Chinese firms will be looking to carve off a bigger piece of the Australian beef industry in the next few years as mainland food companies look offshore to feed China’s 1.35 billion people, according to one of Australia’s big four banks.
National Australia Bank said the two countries are expected to seal a free trade deal this year and that agreement will help boost outbound direct investment from China to Australia.
“We are expecting more deals coming in animal proteins, dairy and fruit among the food and agricultural market as China is working on food safety issues. Chinese companies will also lock in supply through the acquisitions,” Patrick Vizzone, the bank’s regional head of food and agribusiness, told EJ Insight in an interview.
He said another reason to expect more deals is the higher cost in producing food in China. Australia has higher labor costs than China but it has more arable land per capita, making beef production there more competitive.
Fresh-apple prices in the United States were twice the levels that prevailed in China back in 2007, but by 2013 the price premium in the US had narrowed to 25 percent. Similar thing happened with regard to New Zealand, where apples were sold at 75 percent premium compared to China in 2007 but by last year the premium had dropped to less than 25 percent, according to data compiled by NAB.
“We are using fruits and vegetables as example because they are labor-intensive sectors… the same will happen to meat,” Vizzone said.
According to NAB data, Chinese consume about 3 million calories per person per day, of which about 15 percent comes from meat. That total daily intake is much higher than in Japan, mainly due to the huge consumption of high-calorie pork in China.
But now more Chinese are leaning towards beef, even though Chinese consume just 3,000 calories of beef on average per person each year.
“We are also seeing a big investment drive by beef companies overseas, where Australia is the largest beef source for China. It will be a key food in M&As in the coming years. It has been exploding in China,” Vizzone said.
Half of China’s imported fresh and frozen beef and offal is from Australia, with China paying US$721 million last year for 154, 777 metric tons of the products. Uruguay is the second-biggest supplier and New Zealand the third.
China accounted for less than 15 percent of Australian beef exports last year but Vizzone expects this share to rise to a quarter 25 percent in two years.
“We don’t expect deals in the food sector to be as large as the WH Group [takeover of US-based Smithfield Foods Inc.], at least this year. But there will be smaller deals in the second half on beef companies as the industry is fragmented,” he said.
China’s largest meat processing firm WH Group, previously known as Shuanghui, bought US-based Smithfield Foods Inc., the world’s biggest pork processor and hog producer, last year for US$7.1 billion. The Chinese group listed in Hong Kong on Aug 5.
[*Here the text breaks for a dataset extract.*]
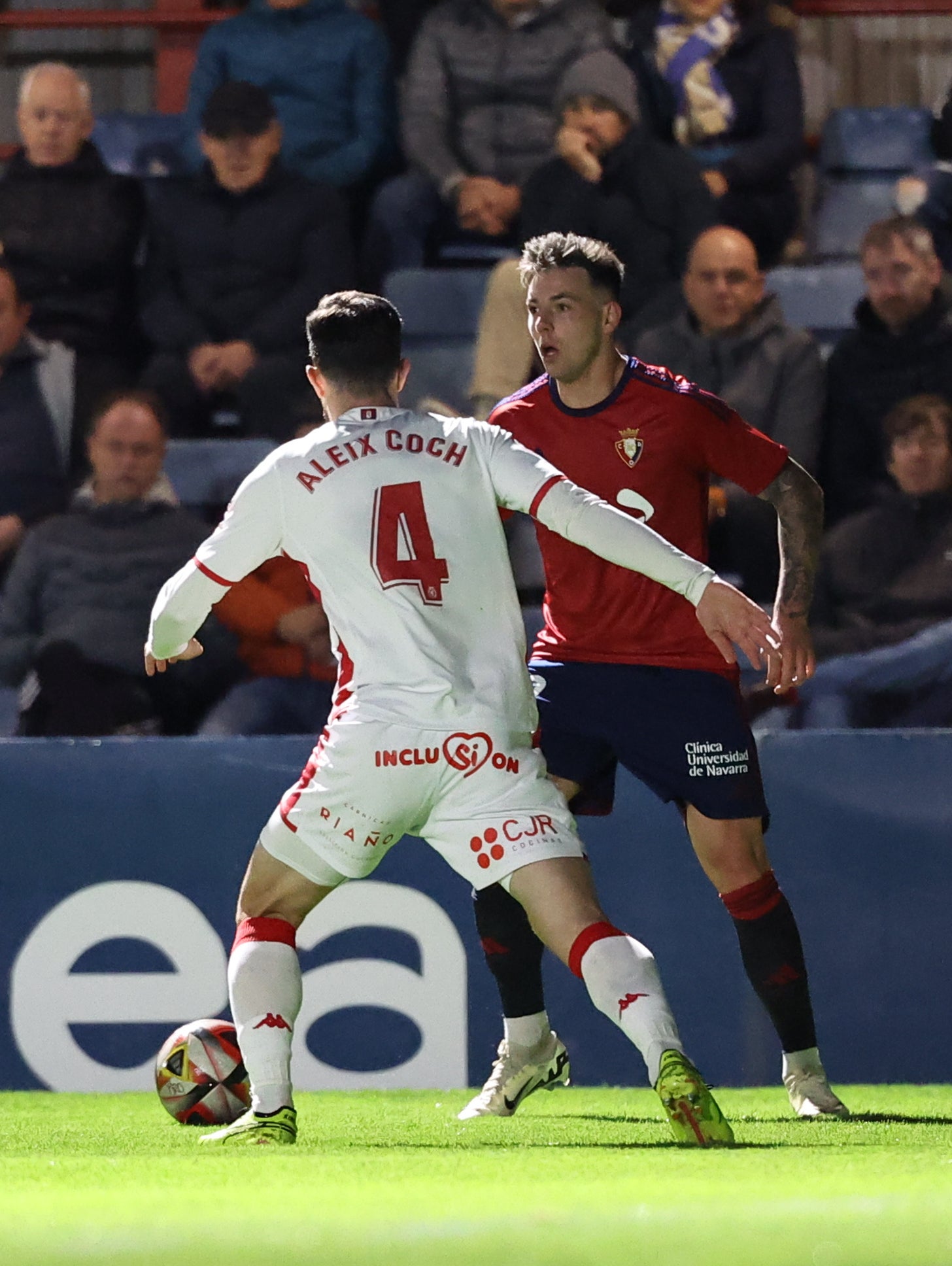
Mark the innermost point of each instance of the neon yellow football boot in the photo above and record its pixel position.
(271, 1128)
(692, 1109)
Other Chinese firms are also looking to lunch offshore. Chengdu-based agribusiness New Hope Group has been buying up cropland and livestock farms in countries such as Canada, New Zealand, Bangladesh, the Philippines, Indonesia and Vietnam.
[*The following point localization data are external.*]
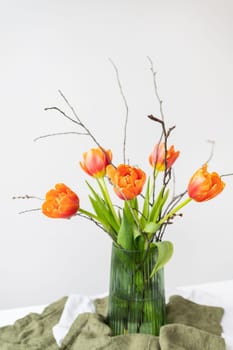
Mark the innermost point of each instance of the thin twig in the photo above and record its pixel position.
(60, 133)
(156, 87)
(71, 107)
(126, 108)
(77, 121)
(63, 113)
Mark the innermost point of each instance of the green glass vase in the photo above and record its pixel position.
(136, 300)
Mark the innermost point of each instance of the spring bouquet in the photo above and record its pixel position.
(134, 209)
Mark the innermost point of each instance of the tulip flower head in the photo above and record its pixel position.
(127, 180)
(60, 202)
(157, 157)
(95, 162)
(204, 185)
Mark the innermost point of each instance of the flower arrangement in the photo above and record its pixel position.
(146, 209)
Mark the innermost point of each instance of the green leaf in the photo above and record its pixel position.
(146, 205)
(150, 228)
(158, 205)
(126, 235)
(103, 210)
(165, 251)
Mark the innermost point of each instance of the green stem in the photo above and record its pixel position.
(107, 198)
(175, 210)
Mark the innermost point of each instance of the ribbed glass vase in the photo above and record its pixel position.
(136, 300)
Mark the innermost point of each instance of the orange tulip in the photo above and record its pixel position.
(204, 186)
(60, 202)
(127, 181)
(157, 157)
(95, 162)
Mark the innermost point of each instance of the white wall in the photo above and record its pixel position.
(48, 45)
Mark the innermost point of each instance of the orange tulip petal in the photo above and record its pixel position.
(204, 186)
(60, 202)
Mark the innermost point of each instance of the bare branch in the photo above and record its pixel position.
(61, 133)
(63, 113)
(126, 107)
(156, 87)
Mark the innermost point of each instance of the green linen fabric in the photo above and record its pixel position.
(190, 326)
And the country’s biggest food player COFCO Group, the parent of China Agri-Industries Holdings Ltd. (00606.HK), has set aside at least US$10 billion for potential acquisitions abroad.
But, Asian companies, including those from China, have faced problems investing in Australia, such as the lack of infrastructure, a complex investment process especially for state-owned enterprises and high labor costs, Vizzone said.
“Hopefully a free trade agreement can help on that and attract more deals from Asia including China,” he said.